От волнения маме по дороге все время было плохо, она ждала ребенка.
Мчались мы так, словно могли уехать от войны, от этого надвигающегося ужаса. Но что ждало нас там, в городе, по-моему, никто из взрослых не отдавал себе в этом отчета, и нужно ли было возвращаться в город?
Тогда и мы еще не знали, что в тот день наше детство кончилось навсегда, что нас ждут нечеловеческие испытания, голод, лишения, бездомные скитания и даже нищенство.
Отец все-таки каким-то образом ушел в лес помогать партизанам, но это было позже. Он очень любил маму и нас, детей, и все-таки ушел. За все время было от него одно письмо, вернее, записка, переданная с кем-то. Там были бесконечные нежные, полные тревоги за детей слова. Он был прекрасным, заботливым отцом.
В 1944 году мы получили извещение о том, что наш папа пропал без вести на фронте. Все-таки он попал на фронт!

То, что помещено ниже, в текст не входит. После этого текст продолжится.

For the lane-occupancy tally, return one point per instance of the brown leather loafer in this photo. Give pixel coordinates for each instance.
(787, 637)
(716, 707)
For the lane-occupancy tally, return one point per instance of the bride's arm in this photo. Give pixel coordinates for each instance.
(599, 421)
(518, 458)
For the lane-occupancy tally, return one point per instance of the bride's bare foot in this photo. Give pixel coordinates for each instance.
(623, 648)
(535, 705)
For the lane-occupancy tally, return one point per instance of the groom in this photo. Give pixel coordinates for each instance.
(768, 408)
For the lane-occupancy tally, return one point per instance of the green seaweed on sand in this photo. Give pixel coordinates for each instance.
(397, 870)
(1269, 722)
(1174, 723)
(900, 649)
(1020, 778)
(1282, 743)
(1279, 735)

Как страшно плакала мать, горько плакали вместе с ней и мы, но полностью еще не сознавали, что отца у нас больше никогда не будет.
А ведь у нас уже была и маленькая сестренка Людочка. Девочка была очень милая, спокойная и прехорошенькая внешне: волосы белые, вьющиеся и огромные карие глаза с длинными пушистыми ресницами. Глаза были моей матери. Мать в молодости была очень интересной женщиной. Она была из старинного дворянского рода, с хорошими манерами, я не помню, чтобы мать кричала; сердитой, строгой помню, но чтобы кричать — никогда.